Why it matters: That’s finally starting to change. Electronic trading has surged over the last four years in the corporate bond market, accelerated by the work-from-home disruption of the COVID era.
By the numbers: This year, about 35%-40% of corporate bond trades have been executed electronically, according to analytics firm Coalition Greenwich.
- That may not seem like a lot, considering that stocks have largely traded electronically since the 1970s.
- But compare that to early 2019: Back then, just 13% of high-yield and 25% of investment-grade bond trades were electronic.
How it works: In the legacy, non-electronic method, investors like mutual fund or hedge fund managers place orders via phone calls or emails to a friendly trader at one of the big banks.
- They probably have to ping a handful of traders to find one that can source the desired bonds at the price they want. This could take an hour or more, and the price could change during that time.
- Meanwhile, in electronic trading, investors use a software platform — like Tradeweb, for example — to send the order out. In a few minutes, the same trading desks can all respond with their price, and the investor can go ahead and execute the trade.
The big picture: Bonds didn’t really follow stocks in the shift to electronic trading because the market structure is completely different, says Izzy Conlin, Tradeweb’s head of U.S. institutional credit.
- Take a large company like IBM as an example.

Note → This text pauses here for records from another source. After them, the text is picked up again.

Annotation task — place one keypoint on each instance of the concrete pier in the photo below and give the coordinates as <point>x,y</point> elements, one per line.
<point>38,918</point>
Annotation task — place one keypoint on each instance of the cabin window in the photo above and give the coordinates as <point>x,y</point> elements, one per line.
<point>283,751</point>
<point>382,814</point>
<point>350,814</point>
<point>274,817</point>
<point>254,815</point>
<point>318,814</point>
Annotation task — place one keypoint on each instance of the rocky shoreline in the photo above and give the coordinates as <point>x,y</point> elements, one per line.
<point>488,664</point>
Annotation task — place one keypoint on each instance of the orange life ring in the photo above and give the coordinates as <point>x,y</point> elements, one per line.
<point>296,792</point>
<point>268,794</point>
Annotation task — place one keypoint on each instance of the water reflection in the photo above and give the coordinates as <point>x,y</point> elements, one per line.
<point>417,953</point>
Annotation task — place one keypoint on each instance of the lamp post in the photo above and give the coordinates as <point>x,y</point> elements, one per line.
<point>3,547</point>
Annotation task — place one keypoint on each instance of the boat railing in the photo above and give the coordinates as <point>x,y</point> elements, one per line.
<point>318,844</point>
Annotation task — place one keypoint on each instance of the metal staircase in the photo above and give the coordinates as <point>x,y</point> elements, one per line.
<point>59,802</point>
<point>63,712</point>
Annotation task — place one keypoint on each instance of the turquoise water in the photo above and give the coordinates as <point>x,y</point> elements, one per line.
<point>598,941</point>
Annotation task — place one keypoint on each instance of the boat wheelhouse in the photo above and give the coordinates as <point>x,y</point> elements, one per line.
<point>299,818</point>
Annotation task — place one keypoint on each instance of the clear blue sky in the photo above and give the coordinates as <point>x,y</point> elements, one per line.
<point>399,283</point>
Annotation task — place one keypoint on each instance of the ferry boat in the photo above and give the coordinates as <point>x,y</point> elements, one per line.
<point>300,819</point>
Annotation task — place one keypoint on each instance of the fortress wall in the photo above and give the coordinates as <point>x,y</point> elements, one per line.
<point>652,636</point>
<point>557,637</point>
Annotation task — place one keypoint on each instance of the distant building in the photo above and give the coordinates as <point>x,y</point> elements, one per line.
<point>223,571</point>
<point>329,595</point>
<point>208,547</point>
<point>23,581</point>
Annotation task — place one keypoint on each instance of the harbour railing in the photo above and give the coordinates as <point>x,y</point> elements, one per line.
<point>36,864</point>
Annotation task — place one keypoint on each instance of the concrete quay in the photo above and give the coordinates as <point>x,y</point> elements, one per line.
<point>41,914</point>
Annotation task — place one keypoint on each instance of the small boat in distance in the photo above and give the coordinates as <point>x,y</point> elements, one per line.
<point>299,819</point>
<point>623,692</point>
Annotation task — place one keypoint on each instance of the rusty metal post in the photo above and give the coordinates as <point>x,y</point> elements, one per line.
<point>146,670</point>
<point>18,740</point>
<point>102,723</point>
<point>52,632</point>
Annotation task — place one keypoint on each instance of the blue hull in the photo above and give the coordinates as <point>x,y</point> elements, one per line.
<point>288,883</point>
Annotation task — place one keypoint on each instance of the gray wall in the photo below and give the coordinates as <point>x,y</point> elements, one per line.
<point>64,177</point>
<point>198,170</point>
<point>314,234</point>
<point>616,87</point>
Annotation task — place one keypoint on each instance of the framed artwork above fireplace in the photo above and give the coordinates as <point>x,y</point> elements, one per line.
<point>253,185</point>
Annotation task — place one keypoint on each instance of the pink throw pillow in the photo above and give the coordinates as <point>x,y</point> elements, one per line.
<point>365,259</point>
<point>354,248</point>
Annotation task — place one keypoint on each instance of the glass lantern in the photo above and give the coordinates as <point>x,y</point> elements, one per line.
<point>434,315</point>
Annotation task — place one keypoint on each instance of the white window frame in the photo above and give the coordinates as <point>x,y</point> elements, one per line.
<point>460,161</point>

It has one common stock that trades on an exchange. But at any given time it may have dozens of different bonds with vastly different terms — and they don’t trade on an exchange.
- Moreover, plenty of bond issuances are small and not readily available in the market. (There are about 100,000 individual corporate bonds compared to less than 5,000 public equities in the U.S.)
- Even in the less varied and highly liquid Treasury market, trading is only about 60% electronic, Tradeweb estimates.
Zoom out: Proponents of electronic credit trading have been trying for two decades to gain traction, Conlin wrote in a blog published this week.
- “Progress, though, was erratic, as periods of volatility often drove investors back to familiar traditional voice trading,” she wrote.
State of play: COVID helped fast-track the recent surge — it was a time when radical changes to workflow were suddenly commonplace, Conlin notes.
- It’s also a matter of the older generation retiring, and a growing cohort of more digital-oriented millennials filling the ranks of Wall Street firms, says Conlin, a millennial, who was a trader at BlackRock earlier in her career.
The bottom line: Procuring the exact bonds you want is still often a relationship game — “the trader/salesperson model still reigns supreme,” Conlin wrote. But the big banks are adapting, and investing in electronic infrastructure.
- Electronic trades could soon make up more than half of the market, Conlin estimates.